Same plugin, same gateway, different policy per JWT claim. Free tier gets 100 req/min. Enterprise gets 10,000. Zero application code involved.

Request Transformation

Strip headers you don't want passing through to services. Inject headers your services expect. Normalize payloads from external partners sending data in formats your team didn't design for — all before the request touches your backend.

IP Whitelisting on Internal Routes

Certain paths accessible only from known sources. One config block. Applies across the entire stack.

What This Actually Changed

Before: auth logic lived in every service. Every team implemented it differently. Every security audit found inconsistencies. Every new service started from scratch building things that had already been built six times.

After: the gateway owns identity, rate policy, request shape, and access control. Services own business logic. That boundary is clean and it stays clean.

When we did a security audit post-migration, the findings dropped significantly. Not because we wrote better application code — we hadn't touched it. Because we moved the security surface to one place and made it consistent.

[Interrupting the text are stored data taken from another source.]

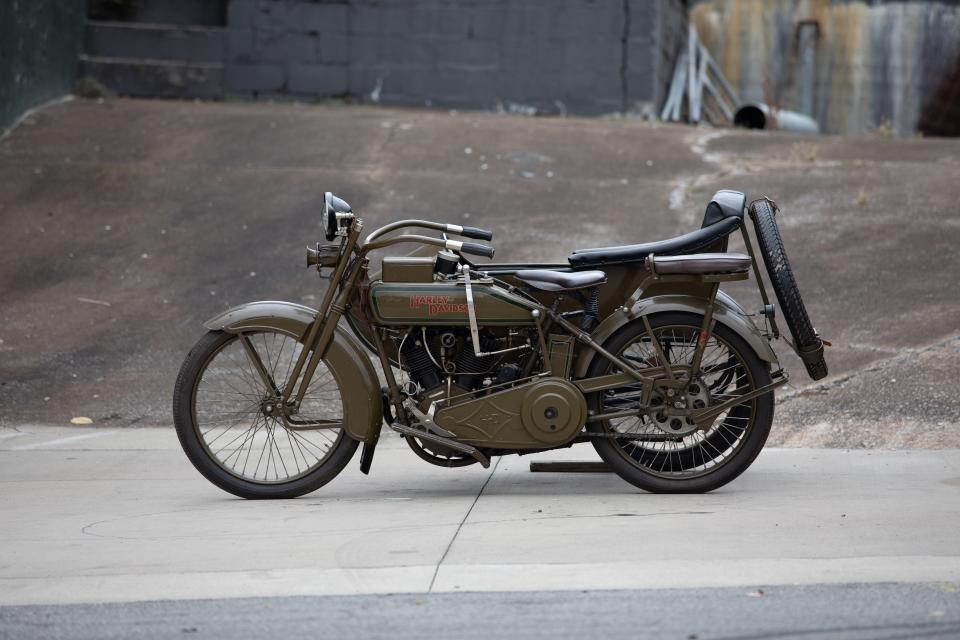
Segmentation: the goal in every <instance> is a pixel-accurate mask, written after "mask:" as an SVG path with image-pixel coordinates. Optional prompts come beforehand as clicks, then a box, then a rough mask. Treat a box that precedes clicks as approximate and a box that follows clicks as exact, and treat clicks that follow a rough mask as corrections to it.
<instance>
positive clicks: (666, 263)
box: [651, 253, 752, 276]
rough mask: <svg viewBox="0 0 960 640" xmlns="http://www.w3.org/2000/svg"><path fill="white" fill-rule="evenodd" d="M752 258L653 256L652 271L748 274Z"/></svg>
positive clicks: (747, 256)
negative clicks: (747, 272) (744, 273)
mask: <svg viewBox="0 0 960 640" xmlns="http://www.w3.org/2000/svg"><path fill="white" fill-rule="evenodd" d="M751 264H752V261H751V260H750V256H748V255H745V254H742V253H691V254H688V255H683V256H656V255H655V256H653V265H651V266H652V270H653V272H654V273H656V274H657V275H662V276H667V275H704V276H705V275H718V274H722V273H746V272H747V271H749V270H750V265H751Z"/></svg>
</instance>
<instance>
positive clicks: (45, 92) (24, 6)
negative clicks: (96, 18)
mask: <svg viewBox="0 0 960 640" xmlns="http://www.w3.org/2000/svg"><path fill="white" fill-rule="evenodd" d="M85 11H86V2H85V0H2V1H0V131H2V130H3V129H4V128H6V127H7V126H9V125H10V124H11V123H12V122H13V121H14V120H16V118H17V116H19V115H20V114H21V113H23V112H24V111H25V110H26V109H29V108H30V107H33V106H35V105H37V104H40V103H42V102H44V101H47V100H50V99H52V98H55V97H57V96H60V95H63V94H65V93H69V92H70V90H71V88H72V86H73V81H74V78H75V77H76V70H77V56H78V55H79V53H80V50H81V45H82V41H83V22H84V13H85Z"/></svg>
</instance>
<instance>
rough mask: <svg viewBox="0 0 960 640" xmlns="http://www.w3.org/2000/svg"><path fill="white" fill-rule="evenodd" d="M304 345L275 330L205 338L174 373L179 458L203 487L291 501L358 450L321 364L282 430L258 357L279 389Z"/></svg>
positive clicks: (174, 414)
mask: <svg viewBox="0 0 960 640" xmlns="http://www.w3.org/2000/svg"><path fill="white" fill-rule="evenodd" d="M302 349H303V345H302V344H301V343H300V342H298V341H297V340H295V339H293V338H291V337H290V336H287V335H285V334H282V333H279V332H275V331H269V330H267V331H256V332H249V333H244V334H231V333H227V332H225V331H211V332H209V333H207V334H206V335H205V336H203V338H201V339H200V341H199V342H198V343H197V344H196V346H194V348H193V349H192V350H191V351H190V354H189V355H188V356H187V359H186V360H185V361H184V363H183V366H182V367H181V368H180V374H179V376H177V383H176V387H175V389H174V396H173V418H174V424H175V426H176V430H177V436H178V437H179V438H180V444H181V446H182V447H183V450H184V452H185V453H186V454H187V457H188V458H189V459H190V462H192V463H193V466H194V467H196V469H197V470H198V471H199V472H200V473H201V474H203V475H204V477H206V478H207V479H208V480H209V481H210V482H212V483H213V484H215V485H217V486H218V487H220V488H221V489H223V490H224V491H228V492H230V493H232V494H234V495H237V496H240V497H241V498H252V499H257V498H295V497H297V496H301V495H303V494H306V493H310V492H311V491H314V490H316V489H318V488H319V487H321V486H323V485H324V484H326V483H327V482H329V481H330V480H332V479H333V478H334V477H335V476H336V475H337V474H338V473H340V471H342V470H343V468H344V467H345V466H346V465H347V463H348V462H349V461H350V458H351V457H353V454H354V452H355V451H356V450H357V445H358V444H359V443H358V442H357V441H356V440H354V439H352V438H351V437H350V436H348V435H347V434H346V432H345V430H344V429H343V421H344V420H345V419H346V415H345V410H344V403H343V395H342V393H343V392H342V390H341V389H340V386H339V384H338V382H337V379H336V376H335V375H334V371H332V370H331V369H330V368H328V367H327V365H326V363H324V362H322V361H321V363H320V365H319V366H318V367H317V370H316V372H315V374H314V376H313V378H312V379H311V381H310V386H309V388H308V389H307V391H306V393H305V395H304V398H303V402H302V403H301V405H300V408H299V411H298V412H297V414H296V419H297V420H298V421H301V422H308V423H312V424H323V428H318V429H291V428H288V427H287V426H286V425H285V424H284V421H283V419H282V418H281V416H280V407H278V404H279V403H278V402H277V394H276V392H275V391H274V390H272V389H270V388H268V385H267V384H266V382H265V381H264V380H263V378H262V376H261V375H260V374H259V373H258V368H257V367H256V366H255V365H254V362H253V359H254V358H258V359H259V360H260V361H261V362H262V364H263V366H264V369H265V370H266V371H267V372H269V375H270V377H271V378H272V379H273V381H274V383H275V385H276V386H277V387H278V388H280V389H282V388H283V386H284V384H285V383H286V381H287V377H288V376H289V375H290V371H291V370H292V369H293V368H294V364H295V363H296V361H297V358H298V357H299V355H300V352H301V350H302Z"/></svg>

The Architecture That Came Out of This

External Traffic
      │
      ▼
[Kong Data Plane]  ◄──── [Kong Control Plane] (small, separate, cheap)
      │                         │
  JWT auth                   Config push
  Rate limiting               Plugin management
  Request transform           Route definitions
  IP whitelist
      │
      ▼
[Your Services]  ←── Business logic only

The data plane is the only thing in the hot path. The control plane is a config server. Your services are finally just services.

TL;DR

Split control plane from data plane → stop scaling what doesn't need to scale
JWT at the gateway → services never handle auth again
Per-consumer rate limiting → fine-grained control without application changes
Request transformation → normalize at the edge, not inside your code
One security surface → consistent, auditable, maintainable

If you're running Kong as a glorified reverse proxy, you're leaving most of its value on the table.